= 1959 Mauritanian parliamentary election =

Parliamentary elections were held in Mauritania on 17 May 1959. The result was a victory for the Mauritanian Regroupment Party, which was the only party to contest the elections, thereby winning all 40 seats in the National Assembly. Voter turnout was 90.3%.

The elections were the last to be held in pre-independence Mauritania, which achieved full independence on 28 November 1960.

==Background==
The Mauritanian Progressive Union headed by Moktar Ould Daddah won 33 of the 34 seats in the Territorial Assembly elections held in March 1957. Moktar Ould Daddah was chosen as the Chairman Mauritanian Advisory Council by France's fourth republic.

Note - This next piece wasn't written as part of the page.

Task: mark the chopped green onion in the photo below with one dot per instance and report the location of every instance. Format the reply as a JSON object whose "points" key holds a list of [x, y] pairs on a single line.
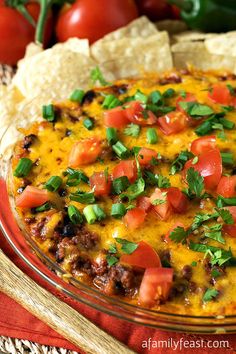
{"points": [[23, 167], [118, 210], [88, 123], [46, 206], [75, 215], [152, 137], [139, 96], [83, 197], [120, 150], [155, 97], [77, 96], [110, 102], [120, 184], [49, 113], [75, 177], [111, 134], [99, 212], [169, 93], [89, 214], [227, 158], [53, 184]]}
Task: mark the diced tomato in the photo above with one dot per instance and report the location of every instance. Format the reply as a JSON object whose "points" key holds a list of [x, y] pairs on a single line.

On 28 November 1958, a Constitutional amendment allowed the creation of a transitional Legislative Council, replacing the Territorial Assembly. The country lacked experts to frame the constitution and accepted the proposals of a group of French jurists on 22 March 1959 unanimously.

==Results==

| Party |  | Votes | % | Seats | +/– |
|  | Mauritanian Regroupment Party | 350,126 | 100.00 | 40 | +7 |
| Total |  | 350,126 | 100.00 | 40 | +6 |
| Valid votes |  | 350,126 | 99.23 |  |  |
| Invalid/blank votes |  | 2,725 | 0.77 |  |  |
| Total votes |  | 352,851 | 100.00 |  |  |
| Registered voters/turnout |  | 387,829 | 90.98 |  |  |
Source: Nohlen et al.

==Aftermath==
After independence on 28 November 1960, the country declared itself as Islamic Republic of Mauritania. Ould Daddah became the first President of the country and declared the country as a one-party state in 1964. During 1965, all parties merged with the ruling Mauritanian Assembly Party to form the Mauritanian People's Party (MPP).